Belehrend soll die Ausstellung, die im heurigen Multigedenkjahr an die Revolution von 1848 erinnert, nicht sein, sagt ihr Gestalter Hans Hoffer. Was der Bühnenbildner und ehemalige Leiter des Reinhardt-Seminars im Sinn hatte, war eine „atmosphärische Installation“: Diese, inhaltlich erarbeitet vom Verein für Geschichte der ArbeiterInnenbewegung in Kooperation mit dem Staatsarchiv und dem St. Pöltner Haus der Geschichte, ist genau dort zu sehen, wo die Revolution in Wien ihren Anfang nahm: im Palais Niederösterreich in der Herrengasse, dem einstmaligen Landhaus für die niederösterreichischen Stände, in dessen Hof sich am 13. März 1848 Studenten, Bürger, auch Arbeiter einfanden, um bürgerliche Freiheiten zu verlangen. Nach wenigen Stunden fielen die ersten Schüsse.

Es war der Beginn einer Zeit der Barrikaden, Tumulte und Befreiungskämpfe, die hier in den historischen Räumen (wo sich noch niederösterreichische Abgeordnete treffen, die Öffentlichkeit aber sonst keinen Zutritt hat) veranschaulicht werden: Hoffer hat Pflastersteine aufgetürmt, Flugblätter und Wandanschläge – die nach der Aufhebung der Zensur rege gedruckt wurden – wie Mobiles in den Raum gehängt und ein biedermeierliches Klavier unter Holzlatten begraben.
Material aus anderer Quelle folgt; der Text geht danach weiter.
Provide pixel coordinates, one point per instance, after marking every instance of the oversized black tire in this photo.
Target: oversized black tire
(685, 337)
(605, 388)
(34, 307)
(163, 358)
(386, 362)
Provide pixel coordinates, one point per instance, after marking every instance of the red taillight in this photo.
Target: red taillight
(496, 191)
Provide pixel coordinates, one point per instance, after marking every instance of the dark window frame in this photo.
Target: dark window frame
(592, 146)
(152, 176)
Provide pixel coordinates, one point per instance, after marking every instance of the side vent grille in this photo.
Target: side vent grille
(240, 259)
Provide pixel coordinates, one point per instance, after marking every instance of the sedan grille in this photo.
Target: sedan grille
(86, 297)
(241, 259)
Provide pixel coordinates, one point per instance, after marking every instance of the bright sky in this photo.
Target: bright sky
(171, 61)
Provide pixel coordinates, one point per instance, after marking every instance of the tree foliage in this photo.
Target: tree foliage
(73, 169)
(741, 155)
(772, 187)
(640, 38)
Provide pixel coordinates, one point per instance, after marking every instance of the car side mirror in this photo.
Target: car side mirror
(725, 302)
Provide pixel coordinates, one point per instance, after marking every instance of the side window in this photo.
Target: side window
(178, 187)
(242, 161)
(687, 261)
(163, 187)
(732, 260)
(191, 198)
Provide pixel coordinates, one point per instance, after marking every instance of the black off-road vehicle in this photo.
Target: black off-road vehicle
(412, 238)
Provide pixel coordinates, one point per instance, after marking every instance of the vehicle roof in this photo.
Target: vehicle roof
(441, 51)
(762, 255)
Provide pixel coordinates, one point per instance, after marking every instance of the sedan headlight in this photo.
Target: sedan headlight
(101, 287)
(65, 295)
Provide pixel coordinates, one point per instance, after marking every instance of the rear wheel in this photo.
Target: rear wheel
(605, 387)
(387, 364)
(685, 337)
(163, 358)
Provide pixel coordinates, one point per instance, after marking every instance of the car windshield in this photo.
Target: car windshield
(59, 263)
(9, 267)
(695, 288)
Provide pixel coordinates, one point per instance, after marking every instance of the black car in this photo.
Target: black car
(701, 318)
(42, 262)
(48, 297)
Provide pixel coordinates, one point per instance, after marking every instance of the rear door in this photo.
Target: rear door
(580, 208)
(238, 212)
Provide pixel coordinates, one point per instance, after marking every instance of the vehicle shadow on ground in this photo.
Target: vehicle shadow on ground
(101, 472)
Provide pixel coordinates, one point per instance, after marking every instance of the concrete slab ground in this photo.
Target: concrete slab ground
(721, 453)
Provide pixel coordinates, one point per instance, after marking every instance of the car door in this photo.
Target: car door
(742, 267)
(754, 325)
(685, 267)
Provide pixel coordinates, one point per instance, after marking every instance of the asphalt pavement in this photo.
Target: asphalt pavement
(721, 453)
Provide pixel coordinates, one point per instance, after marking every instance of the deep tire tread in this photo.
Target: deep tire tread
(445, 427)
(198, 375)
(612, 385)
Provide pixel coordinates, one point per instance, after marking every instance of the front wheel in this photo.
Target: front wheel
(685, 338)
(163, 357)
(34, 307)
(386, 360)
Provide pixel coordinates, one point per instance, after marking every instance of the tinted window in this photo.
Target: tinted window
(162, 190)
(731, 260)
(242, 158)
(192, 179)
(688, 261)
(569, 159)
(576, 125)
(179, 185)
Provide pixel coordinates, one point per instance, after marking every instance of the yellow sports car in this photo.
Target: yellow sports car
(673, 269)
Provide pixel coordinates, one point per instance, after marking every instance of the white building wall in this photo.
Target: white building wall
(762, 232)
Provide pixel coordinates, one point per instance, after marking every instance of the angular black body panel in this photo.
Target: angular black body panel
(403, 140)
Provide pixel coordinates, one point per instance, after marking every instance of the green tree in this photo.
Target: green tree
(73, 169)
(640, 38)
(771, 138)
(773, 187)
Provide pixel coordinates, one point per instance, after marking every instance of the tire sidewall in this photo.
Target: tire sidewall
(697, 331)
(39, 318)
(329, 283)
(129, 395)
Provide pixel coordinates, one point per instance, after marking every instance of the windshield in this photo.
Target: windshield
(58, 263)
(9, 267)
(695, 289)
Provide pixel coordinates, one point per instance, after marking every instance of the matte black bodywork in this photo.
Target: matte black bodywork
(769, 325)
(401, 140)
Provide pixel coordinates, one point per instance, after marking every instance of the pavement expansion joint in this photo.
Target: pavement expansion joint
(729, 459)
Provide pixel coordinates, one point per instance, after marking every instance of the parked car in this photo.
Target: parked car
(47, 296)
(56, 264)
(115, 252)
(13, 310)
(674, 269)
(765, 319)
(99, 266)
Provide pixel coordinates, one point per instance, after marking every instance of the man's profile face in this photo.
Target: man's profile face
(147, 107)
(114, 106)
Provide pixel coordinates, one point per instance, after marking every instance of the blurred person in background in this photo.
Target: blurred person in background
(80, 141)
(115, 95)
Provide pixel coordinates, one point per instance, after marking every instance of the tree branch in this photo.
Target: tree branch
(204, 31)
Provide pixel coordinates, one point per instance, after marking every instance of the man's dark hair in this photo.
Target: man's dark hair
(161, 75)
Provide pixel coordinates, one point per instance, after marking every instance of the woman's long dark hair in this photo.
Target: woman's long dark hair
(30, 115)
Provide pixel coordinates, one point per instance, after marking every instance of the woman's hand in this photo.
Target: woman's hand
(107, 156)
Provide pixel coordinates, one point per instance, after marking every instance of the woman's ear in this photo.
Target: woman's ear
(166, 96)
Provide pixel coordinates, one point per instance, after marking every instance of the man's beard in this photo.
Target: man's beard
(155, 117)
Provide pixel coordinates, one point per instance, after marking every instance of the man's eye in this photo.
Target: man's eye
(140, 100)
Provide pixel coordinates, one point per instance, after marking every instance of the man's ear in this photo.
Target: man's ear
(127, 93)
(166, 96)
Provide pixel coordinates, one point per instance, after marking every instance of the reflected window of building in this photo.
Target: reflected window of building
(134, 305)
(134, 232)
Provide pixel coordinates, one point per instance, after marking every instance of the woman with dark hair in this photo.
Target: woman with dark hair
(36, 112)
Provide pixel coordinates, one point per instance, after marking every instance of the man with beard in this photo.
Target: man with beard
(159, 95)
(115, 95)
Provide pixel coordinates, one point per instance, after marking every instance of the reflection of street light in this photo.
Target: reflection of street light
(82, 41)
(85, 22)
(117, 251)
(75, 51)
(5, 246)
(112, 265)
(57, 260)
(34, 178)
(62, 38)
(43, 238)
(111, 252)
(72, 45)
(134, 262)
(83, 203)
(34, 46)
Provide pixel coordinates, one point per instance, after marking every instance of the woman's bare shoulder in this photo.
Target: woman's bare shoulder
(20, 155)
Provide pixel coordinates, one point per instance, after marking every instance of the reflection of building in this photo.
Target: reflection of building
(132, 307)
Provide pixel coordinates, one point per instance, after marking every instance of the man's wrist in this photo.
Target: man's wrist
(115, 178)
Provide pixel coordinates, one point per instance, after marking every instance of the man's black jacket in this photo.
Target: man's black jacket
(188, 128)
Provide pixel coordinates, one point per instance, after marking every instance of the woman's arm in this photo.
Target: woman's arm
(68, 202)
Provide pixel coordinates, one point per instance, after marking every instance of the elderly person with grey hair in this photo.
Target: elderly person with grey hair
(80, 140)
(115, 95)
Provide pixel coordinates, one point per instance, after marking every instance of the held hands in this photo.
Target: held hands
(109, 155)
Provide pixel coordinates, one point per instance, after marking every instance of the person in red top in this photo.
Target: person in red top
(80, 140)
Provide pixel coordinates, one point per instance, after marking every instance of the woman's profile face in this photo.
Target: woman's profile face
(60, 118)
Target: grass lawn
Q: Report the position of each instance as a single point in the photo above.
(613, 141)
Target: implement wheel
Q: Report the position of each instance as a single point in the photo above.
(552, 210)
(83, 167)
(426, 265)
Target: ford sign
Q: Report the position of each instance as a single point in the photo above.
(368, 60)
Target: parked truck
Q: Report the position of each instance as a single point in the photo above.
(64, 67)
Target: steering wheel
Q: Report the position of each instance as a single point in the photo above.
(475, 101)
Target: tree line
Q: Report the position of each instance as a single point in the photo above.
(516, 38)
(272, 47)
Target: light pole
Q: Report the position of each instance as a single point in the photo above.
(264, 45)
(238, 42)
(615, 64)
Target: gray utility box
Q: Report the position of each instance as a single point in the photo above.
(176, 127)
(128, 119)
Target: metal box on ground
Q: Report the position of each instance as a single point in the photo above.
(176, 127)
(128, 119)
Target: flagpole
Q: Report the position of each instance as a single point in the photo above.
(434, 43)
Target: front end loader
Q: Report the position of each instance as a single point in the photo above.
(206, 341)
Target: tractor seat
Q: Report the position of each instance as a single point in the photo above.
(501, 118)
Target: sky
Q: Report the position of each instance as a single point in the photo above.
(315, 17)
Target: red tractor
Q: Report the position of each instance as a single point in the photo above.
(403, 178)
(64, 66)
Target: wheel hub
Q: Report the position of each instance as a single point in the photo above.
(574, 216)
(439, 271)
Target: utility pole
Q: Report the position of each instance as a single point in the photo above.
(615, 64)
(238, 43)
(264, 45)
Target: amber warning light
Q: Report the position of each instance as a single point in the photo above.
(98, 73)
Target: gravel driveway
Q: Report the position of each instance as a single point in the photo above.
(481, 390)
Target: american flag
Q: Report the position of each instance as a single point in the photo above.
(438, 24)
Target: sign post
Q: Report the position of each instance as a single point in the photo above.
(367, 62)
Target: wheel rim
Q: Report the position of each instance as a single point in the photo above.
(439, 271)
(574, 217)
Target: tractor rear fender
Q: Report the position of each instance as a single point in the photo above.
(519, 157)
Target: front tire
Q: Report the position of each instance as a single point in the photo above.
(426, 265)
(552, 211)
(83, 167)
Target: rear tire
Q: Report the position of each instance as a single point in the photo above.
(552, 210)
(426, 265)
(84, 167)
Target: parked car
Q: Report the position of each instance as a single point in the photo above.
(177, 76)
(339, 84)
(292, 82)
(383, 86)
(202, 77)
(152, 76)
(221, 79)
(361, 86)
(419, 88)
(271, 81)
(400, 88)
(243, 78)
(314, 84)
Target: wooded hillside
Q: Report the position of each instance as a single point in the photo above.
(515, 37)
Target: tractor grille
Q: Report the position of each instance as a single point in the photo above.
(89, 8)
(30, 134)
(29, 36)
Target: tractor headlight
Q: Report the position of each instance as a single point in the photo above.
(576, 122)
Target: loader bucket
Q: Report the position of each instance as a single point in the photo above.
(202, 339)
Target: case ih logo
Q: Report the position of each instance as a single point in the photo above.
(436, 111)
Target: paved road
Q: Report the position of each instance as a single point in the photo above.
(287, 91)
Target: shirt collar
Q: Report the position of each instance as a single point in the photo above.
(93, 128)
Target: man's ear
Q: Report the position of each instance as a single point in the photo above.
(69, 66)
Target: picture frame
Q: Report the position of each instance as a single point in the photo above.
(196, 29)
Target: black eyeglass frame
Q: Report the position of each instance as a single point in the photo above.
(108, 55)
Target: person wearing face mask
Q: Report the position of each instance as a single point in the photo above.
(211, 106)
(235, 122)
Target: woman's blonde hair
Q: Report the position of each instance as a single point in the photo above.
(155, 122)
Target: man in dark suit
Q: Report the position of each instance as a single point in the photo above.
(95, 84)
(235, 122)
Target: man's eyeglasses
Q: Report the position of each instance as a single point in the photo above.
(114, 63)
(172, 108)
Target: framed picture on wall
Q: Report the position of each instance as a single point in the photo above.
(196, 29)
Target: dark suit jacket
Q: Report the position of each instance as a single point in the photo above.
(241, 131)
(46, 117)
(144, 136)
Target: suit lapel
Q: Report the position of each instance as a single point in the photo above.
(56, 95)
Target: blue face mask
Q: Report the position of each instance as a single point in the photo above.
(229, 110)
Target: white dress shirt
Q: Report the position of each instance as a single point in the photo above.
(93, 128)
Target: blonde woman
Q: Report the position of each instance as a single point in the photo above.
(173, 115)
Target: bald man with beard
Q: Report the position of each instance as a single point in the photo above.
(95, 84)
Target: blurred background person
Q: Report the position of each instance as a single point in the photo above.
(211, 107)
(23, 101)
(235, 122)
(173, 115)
Basis der Ausstellung ist die über 5000 Objekte umfassende Sammlung von Herbert Steiner, Gründer des Dokumentationsarchivs des österreichischen Widerstands, zum Revolutionsjahr: Lithografien, Flugblätter und Karikaturen erzählen in einer mehrere Räume umspannenden Zeitleiste eine Chronologie der Ereignisse.

Ein gepolsterter Kämpfer

Hervor stechen die Karikaturen von Anton Zampis, einem fast vergessenen Künstler, der satirisch, aber liebevoll die an der Revolution beteiligten Typen zeichnete: Ein bewaffneter bürgerlicher Nationalgardist steht da etwa mit großen Augen und eingewickelt in eine Ganzkörperpolsterung samt Schleife – ein Sofakissen mit Bajonettgewehr. Bissiger noch ist Zampis' bekanntestes Blatt, in dem ein langnasiger Metternich mit seinem Binkerl in der Hand übers Land rennt – auf der Flucht nach London: „Jede Constitution erfordert Bewegung“.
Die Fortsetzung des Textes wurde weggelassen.